Take a day trip to one of the surrounding islands and discover the splendour of the Inner Hebrides. You could pack three into one day and take a tour of Mull, Iona and Staffa. Or visit Kerrera, the closest island to Oban, and enjoy a pleasant stroll along the island's track roads and explore the ruins of Gylen Castle, one-time stronghold of the MacDougalls of Lorne.
In and around Oban
With so much to see and do in the surrounding area, Oban makes a brilliant touring base. Outwith the town you could spend days exploring castles, gardens, villages, beaches, forests, and fun and unusual attractions, from the power station hollowed into a mountain to the aquarium which doubles as a seal rescue centre.
Oban itself is compact and it's easy to get round on foot. There are plenty of small galleries and independent stores to browse through, as well as the centrally-located local distillery, chocolate shop, and museum. Wander along the seafront to the ruined Dunollie Castle and the sandy beaches beyond - often, the sunsets are phenomenal. When it's time to relax or refuel, take your pick from the town's offering of pubs, cafés and restaurants.

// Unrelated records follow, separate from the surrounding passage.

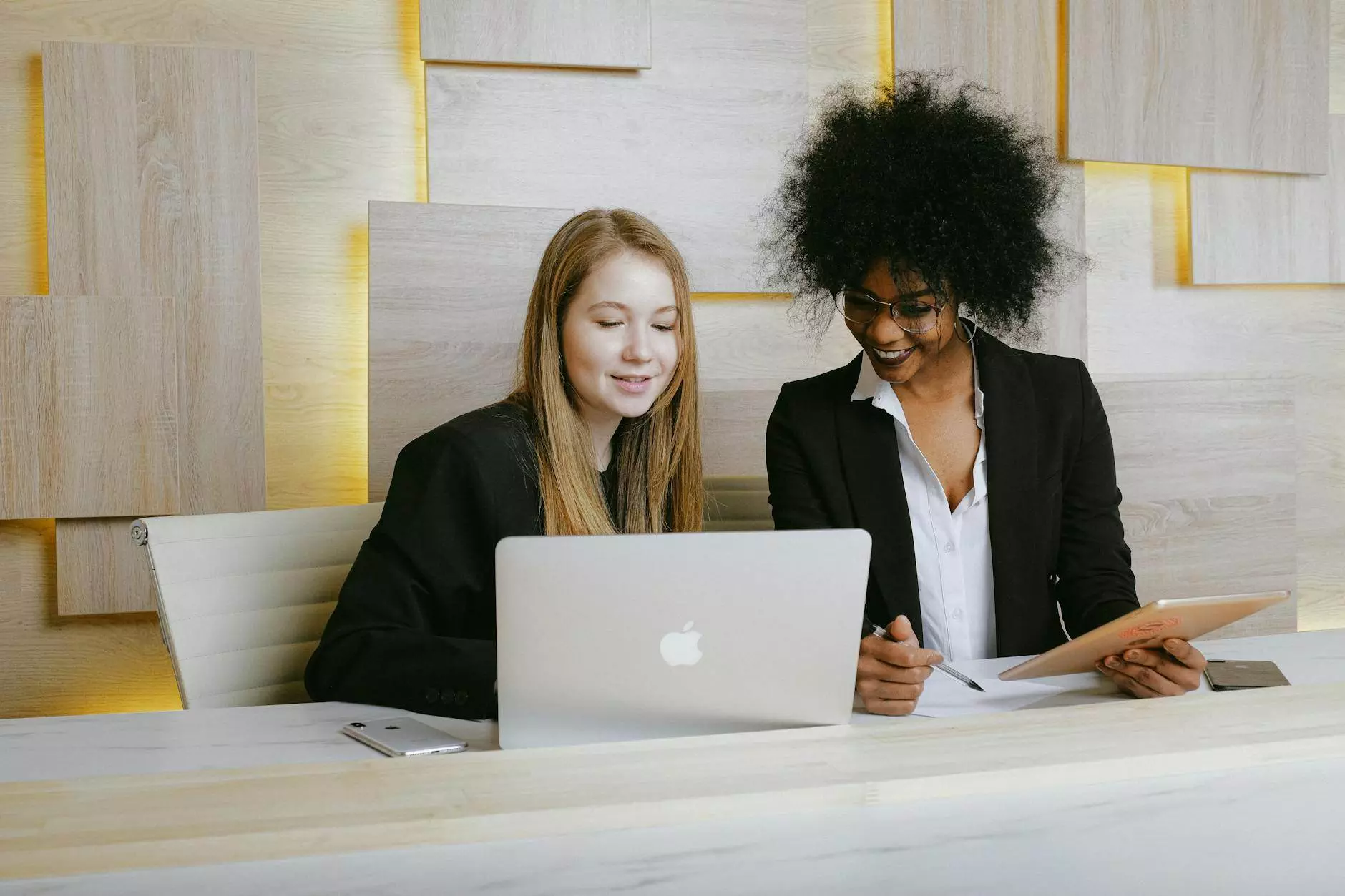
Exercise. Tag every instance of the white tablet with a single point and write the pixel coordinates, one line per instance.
(1185, 618)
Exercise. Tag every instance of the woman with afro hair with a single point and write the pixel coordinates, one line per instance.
(985, 474)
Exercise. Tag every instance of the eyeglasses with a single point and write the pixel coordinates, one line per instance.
(860, 306)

Oban prides itself on many things, but perhaps none more so than its claim to the title of Scotland's Seafood Capital. The town has a longstanding fishing heritage, and abundance of establishments serving local fish and shellfish. Book a table at an award-winning restaurant to try elegantly prepared dishes, or tuck into hot, freshly cooked seafood and hearty sandwiches, straight from eateries on the pier.